3.
Craignez de tomber dans la même faute. L'Ecriture nous offre son exemple , afin que nous évitions son erreur. Imitez la terre , produisez comme elle , et ne vous montrez pas inférieur à un être inanimé. Observez cependant que ce n'est point pour sa propre jouissance, mais pour votre usage , que la terre fait éclore ses fruits ; tandis que vous, vous amassez pour vous-même les fruits de bienfaisance que vous faites paraître au-dehors : car tout l'avantage des bonnes oeuvres re-tourne à celui qui les fait. Vous avez nourri l'indigent ; ce que vous lui avez donné vous revient avec usure. Et comme la semence qui tombe sur la terre , profite à celui qui la jette ; de même le pain jeté dans le sein du pauvre , est du plus grand rapport pour celui qui le donne. Ayez pour fin dans vos cultures de recueillir la semence céleste. Semez , dit un prophète , semez pour vous-même dans la justice (Osée. 10. 12.). Pourquoi vous tourmenter ? pourquoi vous fatiguer ? pourquoi cet empressement à enfermer vos biens dans des murs de boue et de briques ? Une bonne réputation vaut mieux que de grandes richesses ( Prov. 22. 1. ). Si vous les estimez, ces richesses, pour les honneurs qu'elles procurent , considérez combien il importe plus à votre gloire d'être appelé le père d'un millier de pauvres , que de compter dans votre bourse mille pièces de monnaie.
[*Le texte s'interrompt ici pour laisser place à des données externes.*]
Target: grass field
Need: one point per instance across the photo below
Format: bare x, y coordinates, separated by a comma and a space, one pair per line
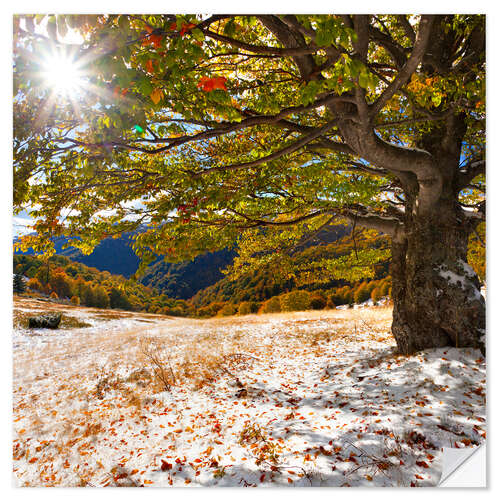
317, 398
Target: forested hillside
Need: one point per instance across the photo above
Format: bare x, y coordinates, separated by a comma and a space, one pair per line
268, 281
61, 278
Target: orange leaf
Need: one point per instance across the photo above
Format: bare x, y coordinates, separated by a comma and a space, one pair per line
422, 464
208, 84
165, 466
156, 97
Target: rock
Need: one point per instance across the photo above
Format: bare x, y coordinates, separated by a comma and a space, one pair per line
45, 321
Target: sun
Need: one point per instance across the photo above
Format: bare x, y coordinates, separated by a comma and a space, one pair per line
63, 74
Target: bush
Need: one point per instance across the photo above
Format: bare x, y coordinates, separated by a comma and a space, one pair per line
348, 297
19, 285
247, 307
298, 300
271, 305
228, 310
376, 294
361, 294
35, 284
384, 289
318, 302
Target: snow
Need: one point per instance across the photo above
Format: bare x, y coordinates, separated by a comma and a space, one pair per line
462, 280
318, 398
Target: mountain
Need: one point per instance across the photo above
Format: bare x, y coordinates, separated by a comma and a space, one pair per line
185, 279
113, 255
200, 278
180, 281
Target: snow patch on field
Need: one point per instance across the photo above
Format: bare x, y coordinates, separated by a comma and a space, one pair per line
315, 399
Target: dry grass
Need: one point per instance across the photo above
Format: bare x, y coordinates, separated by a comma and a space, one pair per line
21, 320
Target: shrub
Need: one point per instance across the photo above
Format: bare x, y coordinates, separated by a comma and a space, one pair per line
228, 310
19, 285
384, 289
317, 302
298, 300
348, 297
35, 284
361, 294
376, 294
271, 305
245, 308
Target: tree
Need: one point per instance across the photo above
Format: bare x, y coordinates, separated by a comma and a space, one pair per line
266, 131
18, 284
297, 300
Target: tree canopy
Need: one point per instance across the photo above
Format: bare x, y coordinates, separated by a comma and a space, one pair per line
263, 130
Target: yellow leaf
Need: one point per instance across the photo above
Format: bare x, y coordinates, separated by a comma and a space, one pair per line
156, 95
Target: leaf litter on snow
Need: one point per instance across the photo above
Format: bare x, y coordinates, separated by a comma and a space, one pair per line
315, 398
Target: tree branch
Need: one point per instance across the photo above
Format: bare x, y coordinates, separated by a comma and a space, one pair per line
410, 66
277, 154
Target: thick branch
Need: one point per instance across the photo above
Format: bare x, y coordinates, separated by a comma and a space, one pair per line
410, 66
277, 154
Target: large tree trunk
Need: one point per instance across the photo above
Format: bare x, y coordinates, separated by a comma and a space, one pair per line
437, 299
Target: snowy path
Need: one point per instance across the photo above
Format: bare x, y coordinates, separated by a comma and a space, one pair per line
298, 399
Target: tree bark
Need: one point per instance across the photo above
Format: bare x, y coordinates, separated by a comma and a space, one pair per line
437, 299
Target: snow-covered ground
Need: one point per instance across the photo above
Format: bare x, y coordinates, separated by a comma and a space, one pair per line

Vous laisserez vos biens sur la terre malgré vous ; mais l'honneur qui vous reviendra de vos bonnes oeuvres, vous le transporterez dans le ciel, lorsque tout le peuple , environnant le tribunal du souverain Juge , vous appellera son père nourricier , son bienfaiteur , et vous donnera les autres noms que vous aura mérités votre bienfaisance. Vous voyez des hommes, jaloux de donner des spectacles de baladins et d'athlètes, spectacles qu'on doit avoir en horreur, vous les voyez prodiguer l'or pour repaître leur vanité d'un honneur frivole , pour entendre les cris et les applaudissements du peuple : et vous , vous épargnez la dépense lorsque vous devez obtenir une gloire que rien n'égale. Un Dieu qui reçoit vos présents , les anges qui applaudissent à votre libéralité, les hommes de tous les siècles qui envient votre bonheur, une gloire éternelle, une couronne incorruptible, le royaume des cieux ; telle est la récompense dont sera payée la distribution que vous aurez faite de quelques matières périssables. Vous ne pensez à aucun de ces avantages , et votre amour pour les biens présents vous fait oublier les biens futurs.
Distribuez ici-bas vos richesses pour les besoins du pauvre , et soyez jaloux de vous distinguer dans ces pieuses dépenses. Qu'il soit dit de vous : Il a répandu ses biens dans le sein des indigents , sa justice subsistera dans tous les siècles (Ps. III. 9. ). N'aggravez pas les nécessités des misérables , en faisant augmenter le prix de leur subsistance. N'attendez pas la disette pour ouvrir vos greniers. Le monopoleur est maudit du peuple ( Prov. II. 26. ). Que la soif de l'or ne vous fasse pas épier la famine ; que la passion de vous enrichir ne vous fasse point profiter de la misère commune , et craignez de trafiquer des calamités de vos semblables. Que la colère divine ne soit pas pour vous une occasion de grossir vos trésors , n'aigrissez pas les plaies des malheureux qu'affligent de cruels fléaux. Mais vous ne considérez que l'or , et jamais votre frère. Vous connaissez les marques de la monnaie , vous savez distinguer celle qui est bonne de celle qui est fausse ; et vous affectez de méconnaître votre frère dans le besoin.